Berkeley psychologists Paul Piff and Dacher Keltner along with a research team from the University of Toronto conducted seven experiments, two of which measured drivers' ethical behavior.
First, by using Kelly Blue Book data on the year, make and model, researchers were able to extrapolate which cars could be considered luxury or high class. This included the usual suspects, like newer BMW, Porsche, Mercedes and Audi models. Then, unsurprisingly, the researchers found higher-income earners tended to drive these cars.
"[W]e piloted the procedure and found that the relationship between a person's wealth and the value of the car they drive is very, very high." Piff said.

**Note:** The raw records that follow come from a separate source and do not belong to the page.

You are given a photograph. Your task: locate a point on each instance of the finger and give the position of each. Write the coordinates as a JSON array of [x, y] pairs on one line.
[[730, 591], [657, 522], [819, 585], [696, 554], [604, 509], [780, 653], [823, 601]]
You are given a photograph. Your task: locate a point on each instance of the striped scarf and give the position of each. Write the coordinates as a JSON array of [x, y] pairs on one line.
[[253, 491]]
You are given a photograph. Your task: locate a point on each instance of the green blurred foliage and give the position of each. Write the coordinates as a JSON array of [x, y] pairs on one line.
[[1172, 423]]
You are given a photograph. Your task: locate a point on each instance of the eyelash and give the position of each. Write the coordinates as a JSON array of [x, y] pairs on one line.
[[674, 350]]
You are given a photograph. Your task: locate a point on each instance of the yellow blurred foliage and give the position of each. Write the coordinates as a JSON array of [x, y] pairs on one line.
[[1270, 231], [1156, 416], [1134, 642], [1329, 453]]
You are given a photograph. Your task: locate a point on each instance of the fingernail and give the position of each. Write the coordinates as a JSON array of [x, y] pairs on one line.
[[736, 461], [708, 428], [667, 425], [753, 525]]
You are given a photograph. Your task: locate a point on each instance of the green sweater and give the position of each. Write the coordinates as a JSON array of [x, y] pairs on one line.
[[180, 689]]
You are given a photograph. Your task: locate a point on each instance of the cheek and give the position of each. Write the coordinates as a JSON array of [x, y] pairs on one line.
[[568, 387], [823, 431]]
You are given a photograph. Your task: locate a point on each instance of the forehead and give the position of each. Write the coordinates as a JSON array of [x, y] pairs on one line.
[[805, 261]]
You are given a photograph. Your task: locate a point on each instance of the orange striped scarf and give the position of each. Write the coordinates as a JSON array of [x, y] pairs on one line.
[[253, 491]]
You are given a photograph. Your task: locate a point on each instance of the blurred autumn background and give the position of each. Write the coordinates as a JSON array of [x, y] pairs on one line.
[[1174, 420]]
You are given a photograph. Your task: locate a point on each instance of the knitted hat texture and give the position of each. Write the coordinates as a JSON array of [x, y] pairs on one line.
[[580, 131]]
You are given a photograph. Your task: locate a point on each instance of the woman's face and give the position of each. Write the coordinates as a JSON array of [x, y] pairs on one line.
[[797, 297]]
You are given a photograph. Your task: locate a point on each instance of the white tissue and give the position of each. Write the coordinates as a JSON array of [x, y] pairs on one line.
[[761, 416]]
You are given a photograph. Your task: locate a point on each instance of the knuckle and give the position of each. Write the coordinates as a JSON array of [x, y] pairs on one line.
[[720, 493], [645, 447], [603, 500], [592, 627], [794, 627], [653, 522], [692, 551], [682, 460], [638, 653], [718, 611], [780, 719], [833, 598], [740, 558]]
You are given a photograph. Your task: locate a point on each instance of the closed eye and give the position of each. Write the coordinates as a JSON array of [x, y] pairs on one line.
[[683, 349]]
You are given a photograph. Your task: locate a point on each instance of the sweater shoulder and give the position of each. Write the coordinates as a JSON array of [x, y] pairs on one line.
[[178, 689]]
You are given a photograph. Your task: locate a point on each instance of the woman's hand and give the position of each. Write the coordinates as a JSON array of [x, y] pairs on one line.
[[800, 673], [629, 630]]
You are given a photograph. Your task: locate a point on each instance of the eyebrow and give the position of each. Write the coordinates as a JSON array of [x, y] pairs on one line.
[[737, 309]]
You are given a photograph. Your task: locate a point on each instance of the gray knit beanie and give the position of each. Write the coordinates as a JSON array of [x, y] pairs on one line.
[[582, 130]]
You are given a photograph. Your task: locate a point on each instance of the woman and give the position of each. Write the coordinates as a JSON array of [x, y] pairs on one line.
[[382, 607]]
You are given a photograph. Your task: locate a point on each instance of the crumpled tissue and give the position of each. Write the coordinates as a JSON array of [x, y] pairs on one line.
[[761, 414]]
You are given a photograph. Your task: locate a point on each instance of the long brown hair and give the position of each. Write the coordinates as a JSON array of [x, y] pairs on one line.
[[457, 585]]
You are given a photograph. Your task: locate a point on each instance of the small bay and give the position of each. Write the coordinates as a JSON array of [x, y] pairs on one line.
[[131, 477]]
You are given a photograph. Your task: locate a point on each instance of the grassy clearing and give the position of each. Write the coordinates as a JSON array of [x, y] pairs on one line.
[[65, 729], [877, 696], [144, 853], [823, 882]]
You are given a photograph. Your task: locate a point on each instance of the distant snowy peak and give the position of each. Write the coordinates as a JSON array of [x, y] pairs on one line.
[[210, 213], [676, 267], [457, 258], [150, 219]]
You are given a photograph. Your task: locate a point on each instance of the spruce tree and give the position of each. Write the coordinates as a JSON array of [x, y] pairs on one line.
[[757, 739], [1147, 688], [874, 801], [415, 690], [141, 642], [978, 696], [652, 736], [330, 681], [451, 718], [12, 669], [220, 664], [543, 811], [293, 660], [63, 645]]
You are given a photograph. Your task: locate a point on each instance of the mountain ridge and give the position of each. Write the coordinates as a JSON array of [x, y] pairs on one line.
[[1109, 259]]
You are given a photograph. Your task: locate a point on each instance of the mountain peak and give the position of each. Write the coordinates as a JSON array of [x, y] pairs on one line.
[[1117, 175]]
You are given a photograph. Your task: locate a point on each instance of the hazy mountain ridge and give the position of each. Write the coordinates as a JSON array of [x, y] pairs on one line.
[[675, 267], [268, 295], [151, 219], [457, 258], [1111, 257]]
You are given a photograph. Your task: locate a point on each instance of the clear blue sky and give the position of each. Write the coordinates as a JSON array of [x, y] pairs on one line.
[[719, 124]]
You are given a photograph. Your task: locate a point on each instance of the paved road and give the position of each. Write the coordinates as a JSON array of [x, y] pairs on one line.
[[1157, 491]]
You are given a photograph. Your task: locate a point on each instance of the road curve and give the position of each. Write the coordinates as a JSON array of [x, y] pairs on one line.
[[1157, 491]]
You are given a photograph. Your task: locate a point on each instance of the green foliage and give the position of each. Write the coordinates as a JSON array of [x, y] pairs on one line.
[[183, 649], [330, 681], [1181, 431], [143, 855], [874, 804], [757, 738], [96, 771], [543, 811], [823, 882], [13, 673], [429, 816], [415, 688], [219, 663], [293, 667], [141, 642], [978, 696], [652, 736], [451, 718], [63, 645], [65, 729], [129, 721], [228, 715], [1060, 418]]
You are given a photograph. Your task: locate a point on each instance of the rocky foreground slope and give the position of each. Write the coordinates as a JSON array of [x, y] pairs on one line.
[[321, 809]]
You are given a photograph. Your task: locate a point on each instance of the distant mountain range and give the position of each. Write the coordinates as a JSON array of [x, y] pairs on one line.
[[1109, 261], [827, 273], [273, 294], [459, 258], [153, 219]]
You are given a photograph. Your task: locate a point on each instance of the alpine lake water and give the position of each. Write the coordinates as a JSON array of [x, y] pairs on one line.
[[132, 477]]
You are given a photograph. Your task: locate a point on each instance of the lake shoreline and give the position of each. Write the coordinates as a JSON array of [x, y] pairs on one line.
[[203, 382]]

The first experiment measured how many drivers failed to yield at a four way stop. Data showed 12 percent of drivers cut fellow motorists off at the intersection, with 30 percent of high-end drivers failing to yield. In the second experiment, 46 percent of high status drivers failed to yield to pedestrians at a crosswalk compared to 35 percent of a random sampling of drivers. Next time you're crossing the street and see a BMW heading your way, watch out.
So why is that? According to the study it isn't greed.
"Upper-class individuals' relative independence from others and increased privacy in their professions may provide fewer structural constraints and decreased perceptions of risk associated with committing unethical acts," the study read.
It seems those insulated cabins tune out more than just wind and road noise.